And it's you may suppose and be very well assured Lady Marget was heard no more.
5   The time has passed away and gone For all men to be asleep,
And something appeared to Sweet William and his new wedded bride And stood up at their bed feet.
6   Saying : How do you like your bed making ? Or how do you like your sheets ?
Or how do you like that new wedded bride That lies in your arms and sleeps ?
7   Very well do I like my bed making, Much better do I like my sheets; But the best of all is the gay lady That stands at my bed feet.
8   The time was passed away and gone For all men to be awake.
Sweet William he said he was troubled in his head By the dreams that he dreamed last night.

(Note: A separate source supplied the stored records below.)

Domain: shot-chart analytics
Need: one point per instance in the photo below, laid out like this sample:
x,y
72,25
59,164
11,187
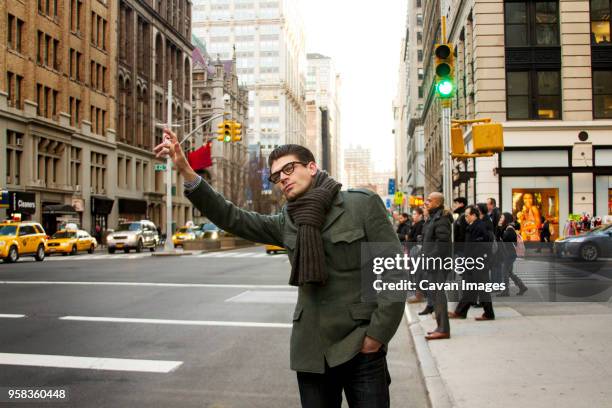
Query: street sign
x,y
399,198
391,187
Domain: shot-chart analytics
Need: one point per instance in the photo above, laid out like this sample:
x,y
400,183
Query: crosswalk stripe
x,y
155,284
179,322
90,363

9   Such dreams, such dreams cannot be true, I'm afraid they're of no good,
For I dreamed that my chamber was full of wild swine And my bride's bed a-floating in blood.

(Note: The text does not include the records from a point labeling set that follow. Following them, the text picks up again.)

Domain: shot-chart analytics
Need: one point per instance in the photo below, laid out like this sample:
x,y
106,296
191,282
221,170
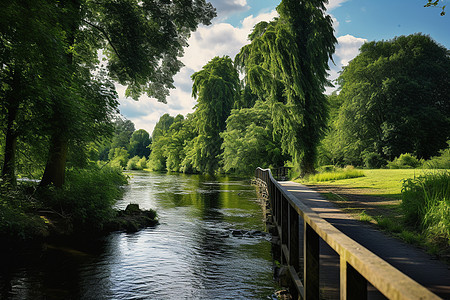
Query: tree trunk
x,y
9,163
56,164
55,168
307,162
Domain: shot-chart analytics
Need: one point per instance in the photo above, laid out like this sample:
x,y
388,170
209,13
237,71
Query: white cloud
x,y
332,4
346,49
226,8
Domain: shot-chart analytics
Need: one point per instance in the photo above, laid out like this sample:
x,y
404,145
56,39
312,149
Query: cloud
x,y
219,39
226,8
346,49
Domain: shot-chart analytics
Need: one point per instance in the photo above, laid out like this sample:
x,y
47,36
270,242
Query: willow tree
x,y
286,63
216,88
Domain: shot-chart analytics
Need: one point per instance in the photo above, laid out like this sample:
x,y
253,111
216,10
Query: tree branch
x,y
106,36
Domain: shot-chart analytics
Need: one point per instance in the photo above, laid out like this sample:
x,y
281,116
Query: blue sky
x,y
355,22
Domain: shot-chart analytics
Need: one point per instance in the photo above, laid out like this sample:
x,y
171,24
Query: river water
x,y
192,254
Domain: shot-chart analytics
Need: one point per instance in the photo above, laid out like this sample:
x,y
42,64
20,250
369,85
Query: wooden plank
x,y
388,280
294,237
297,282
353,286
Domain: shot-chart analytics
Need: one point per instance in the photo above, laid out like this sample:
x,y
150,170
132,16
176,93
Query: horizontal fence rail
x,y
357,264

10 He called down his waiting-men, One, by two, by three,
Saying: Go and ask leave of my new wedded bride If Lady Marget I mayn't go and see.
11   It's he rode up to Lady Marget's own bowing room, And he knocked so clear at the ring ;
And who was so ready as her own born brother For to rise and let him in.
12   Is Lady Marget in her own bowing room ? Or is she in her hall ?
Or is she high in her chambry Amongst her merry maids all ?
13   Lady Marget's not in her bowing room, Nor neither is she in her hall;
But she is in her long coffin, Lies pale against yon wall.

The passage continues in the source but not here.